Rosetta Comet Chaser Blasts into Space
March 2, 2004Rosetta's mission to catch a comet began from the European spaceport in Kourou in French Guiana at 8:17 CET with the launch of the Ariane 5 rocket that carries the three-ton spacecraft.
Minutes after lift-off, the main booster rocket and two solid-fuel rockets separated and fell into the Atlantic Ocean. The rocket reached the Earth's orbit successfully. Then, slightly later than expected, the rocket's upper stage ignited, catapulting the craft out of the Earth's gravitational pull and into space almost two hours after its launch.
"The first step has been taken," Rosetta operations manager Manfred Warhaut said at mission control in Darmstadt, south of Frankfurt, on Tuesday. "That is a very, very good feeling."
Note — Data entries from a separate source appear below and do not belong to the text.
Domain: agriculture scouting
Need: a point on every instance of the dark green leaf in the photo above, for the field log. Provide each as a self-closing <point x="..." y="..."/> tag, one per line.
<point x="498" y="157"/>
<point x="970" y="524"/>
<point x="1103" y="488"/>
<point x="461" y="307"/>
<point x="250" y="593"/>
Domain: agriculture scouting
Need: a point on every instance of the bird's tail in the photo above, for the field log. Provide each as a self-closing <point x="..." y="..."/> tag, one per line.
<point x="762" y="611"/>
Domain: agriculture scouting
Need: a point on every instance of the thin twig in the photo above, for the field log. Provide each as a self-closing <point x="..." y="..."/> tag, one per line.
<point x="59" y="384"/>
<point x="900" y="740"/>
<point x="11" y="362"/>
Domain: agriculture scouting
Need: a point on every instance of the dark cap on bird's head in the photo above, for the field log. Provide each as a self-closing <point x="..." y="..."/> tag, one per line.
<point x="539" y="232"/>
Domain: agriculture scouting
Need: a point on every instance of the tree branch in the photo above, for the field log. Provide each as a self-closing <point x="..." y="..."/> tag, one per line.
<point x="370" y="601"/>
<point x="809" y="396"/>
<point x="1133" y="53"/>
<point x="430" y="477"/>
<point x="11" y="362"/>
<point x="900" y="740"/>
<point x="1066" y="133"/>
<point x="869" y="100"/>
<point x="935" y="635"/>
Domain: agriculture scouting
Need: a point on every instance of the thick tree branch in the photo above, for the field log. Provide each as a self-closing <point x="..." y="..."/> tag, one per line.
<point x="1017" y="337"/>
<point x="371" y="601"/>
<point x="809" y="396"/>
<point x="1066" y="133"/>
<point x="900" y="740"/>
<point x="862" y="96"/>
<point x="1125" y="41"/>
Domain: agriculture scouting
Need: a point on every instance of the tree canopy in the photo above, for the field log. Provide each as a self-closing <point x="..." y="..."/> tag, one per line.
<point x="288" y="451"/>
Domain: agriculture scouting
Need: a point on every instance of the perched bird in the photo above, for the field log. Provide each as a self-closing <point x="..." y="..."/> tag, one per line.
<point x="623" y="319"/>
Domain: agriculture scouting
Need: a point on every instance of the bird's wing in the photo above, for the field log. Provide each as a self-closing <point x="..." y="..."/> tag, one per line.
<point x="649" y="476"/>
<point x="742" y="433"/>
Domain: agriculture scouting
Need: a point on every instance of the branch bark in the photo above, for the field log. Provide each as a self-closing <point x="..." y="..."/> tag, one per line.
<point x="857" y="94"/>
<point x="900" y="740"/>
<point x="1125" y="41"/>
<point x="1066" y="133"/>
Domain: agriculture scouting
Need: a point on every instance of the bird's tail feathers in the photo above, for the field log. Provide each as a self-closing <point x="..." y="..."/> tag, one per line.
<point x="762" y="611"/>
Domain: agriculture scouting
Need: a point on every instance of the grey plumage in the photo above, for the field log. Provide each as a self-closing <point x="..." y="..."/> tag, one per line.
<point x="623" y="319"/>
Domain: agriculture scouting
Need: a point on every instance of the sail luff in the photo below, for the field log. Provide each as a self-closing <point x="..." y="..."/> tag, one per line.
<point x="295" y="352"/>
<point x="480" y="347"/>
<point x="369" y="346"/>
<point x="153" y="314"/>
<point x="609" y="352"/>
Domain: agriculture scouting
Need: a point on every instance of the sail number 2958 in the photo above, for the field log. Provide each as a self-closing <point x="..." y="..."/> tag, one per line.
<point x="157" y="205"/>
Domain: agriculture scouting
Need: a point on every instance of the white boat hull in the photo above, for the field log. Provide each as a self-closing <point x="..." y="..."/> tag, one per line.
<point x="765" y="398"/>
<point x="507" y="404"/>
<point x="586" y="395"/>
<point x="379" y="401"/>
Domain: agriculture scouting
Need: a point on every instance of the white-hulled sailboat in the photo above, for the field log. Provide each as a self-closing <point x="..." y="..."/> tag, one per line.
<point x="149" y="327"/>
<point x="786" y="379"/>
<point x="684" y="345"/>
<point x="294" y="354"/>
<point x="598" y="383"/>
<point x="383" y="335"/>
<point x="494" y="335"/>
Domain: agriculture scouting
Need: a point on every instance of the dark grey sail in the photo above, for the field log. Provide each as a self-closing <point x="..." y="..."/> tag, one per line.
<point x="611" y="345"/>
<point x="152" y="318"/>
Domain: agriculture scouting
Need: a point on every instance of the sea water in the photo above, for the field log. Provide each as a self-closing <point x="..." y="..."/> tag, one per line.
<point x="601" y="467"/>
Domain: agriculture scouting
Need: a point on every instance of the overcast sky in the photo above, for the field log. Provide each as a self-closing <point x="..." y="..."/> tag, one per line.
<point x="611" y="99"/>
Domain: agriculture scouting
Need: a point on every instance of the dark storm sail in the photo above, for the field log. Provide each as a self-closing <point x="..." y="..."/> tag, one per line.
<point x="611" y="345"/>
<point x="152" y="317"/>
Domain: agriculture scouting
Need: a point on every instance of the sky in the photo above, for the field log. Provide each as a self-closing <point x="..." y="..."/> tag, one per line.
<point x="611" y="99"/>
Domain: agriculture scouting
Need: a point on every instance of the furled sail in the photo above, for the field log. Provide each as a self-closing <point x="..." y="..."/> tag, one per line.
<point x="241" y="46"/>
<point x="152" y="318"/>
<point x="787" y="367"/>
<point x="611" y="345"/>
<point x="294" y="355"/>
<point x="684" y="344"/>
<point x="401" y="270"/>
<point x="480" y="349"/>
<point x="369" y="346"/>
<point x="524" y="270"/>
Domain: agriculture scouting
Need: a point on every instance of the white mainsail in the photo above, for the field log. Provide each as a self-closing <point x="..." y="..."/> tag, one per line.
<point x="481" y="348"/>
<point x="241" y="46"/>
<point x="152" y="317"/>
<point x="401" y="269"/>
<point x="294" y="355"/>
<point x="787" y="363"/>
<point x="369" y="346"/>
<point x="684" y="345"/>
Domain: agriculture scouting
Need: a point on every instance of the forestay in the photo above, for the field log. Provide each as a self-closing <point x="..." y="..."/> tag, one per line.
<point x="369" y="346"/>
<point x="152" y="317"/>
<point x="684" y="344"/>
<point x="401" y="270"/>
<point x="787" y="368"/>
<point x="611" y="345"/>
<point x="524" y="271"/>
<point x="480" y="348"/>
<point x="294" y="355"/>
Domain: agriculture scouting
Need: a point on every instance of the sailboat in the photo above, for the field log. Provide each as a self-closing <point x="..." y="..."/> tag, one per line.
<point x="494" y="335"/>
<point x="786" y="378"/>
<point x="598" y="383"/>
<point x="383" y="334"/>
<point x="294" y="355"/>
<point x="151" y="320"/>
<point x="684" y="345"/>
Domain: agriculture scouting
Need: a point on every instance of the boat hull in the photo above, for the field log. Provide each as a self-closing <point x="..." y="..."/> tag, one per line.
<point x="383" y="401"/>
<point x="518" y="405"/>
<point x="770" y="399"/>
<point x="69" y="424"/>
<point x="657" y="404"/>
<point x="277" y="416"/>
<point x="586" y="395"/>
Rosetta is now on its way to meet up with the comet Churyumov-Gerasimenko in 2014. The spacecraft's probe, Philae, is scheduled to land on the celestial body in November 2014, the first time anything of the sort will be attempted.
Substitute comet
Last week, Rosetta's launch was delayed twice due to high winds and damage to the rocket's insulation. The €1 billion ($1.25 billion) mission was originally scheduled to begin in January 2003, but then too, technical problems with the rocket caused ESA to scratch the launch, and Rosetta missed the chance to rendezvous with the comet Wirtanen. Churyumov-Gerasimenko, named after the Soviet scientists who discovered it in 1969, was chosen instead.
Little is known about the comet, which ESA describes as a "dirty snowball." But once Rosetta catches up with it, the craft will follow it at speeds of up to 100,000 kilometers (62,000 miles) per hour for a year, while the 100-kilo (220-pound) heavy Philae maps its surface and studies its activities.
Looking for the solar system's origins
Scientists believe comets -- orbiting clusters of frozen gas and dust which date back to the beginning of the solar system -- may contain vital clues as to how the solar system was formed and maybe even how life itself began on Earth. Some astrophysicists contend that comets' complex molecules may have brought the building blocks for life to Earth when they bombarded the planet in its infancy.
The race to discover what makes a comet has been underway for decades:
- 1985 -- NASA's International Cometary Explorer (ICE) traverses the tail of Comet Giacobini-Zinner.
- 1986 -- A small armada of space craft follow Halley's Comet: the Soviet Union's Vega 1 and 2, NASA's ICE, and Japan's probes Suisei and Sakigake. On March 13 and 14, ESA's Giotto comes the closest to the comet with 596 kilometers. It relayed images of the potato-shaped nucleus back to Earth and data showing that comets contain carbon dioxide, hydrogen and oxygen -- the building blocks of life.
- 1992 -- Continuing its flight through the solar system, Giotto passes the comet Grigg-Skjellerup within 200 kilometers. ESA technicians reactivate the probe and redirect its antenna.
- 2001 -- NASA's Deep Space 1 probe comes within 2,200 kms of Comet Borrelly. It takes black-and-white infrared photos and collects data about the comet's gases and magnetic field.
- 2002 -- NASA's Comet Nucleus Tour (Contour) is lost after it began a post-launch burn to leave Earth's orbit. It should have researched two comets.
- 2003 -- Rosetta's original launch date to land on the comet Wirtanen is cancelled due to problems with the Ariane rocket.
- 2004 -- NASA's spacecraft Stardust makes the closest-ever approach to a comet, coming within 250 kms of Wild 2 after collecting dust samples from its "coma," the halo-like glow surrounding the comet's head. The samples are due to return in a parachuted capsule on Jan. 15, 2006.
- On Dec. 30, 2004 NASA is scheduled to launch Deep Impact to meet up with Comet P/Tempel 1 in July 2005. It will fire a 350-kilo copper slug at its nucleus and use a spectrometer to analyze the elements of the gases and material that are ejected.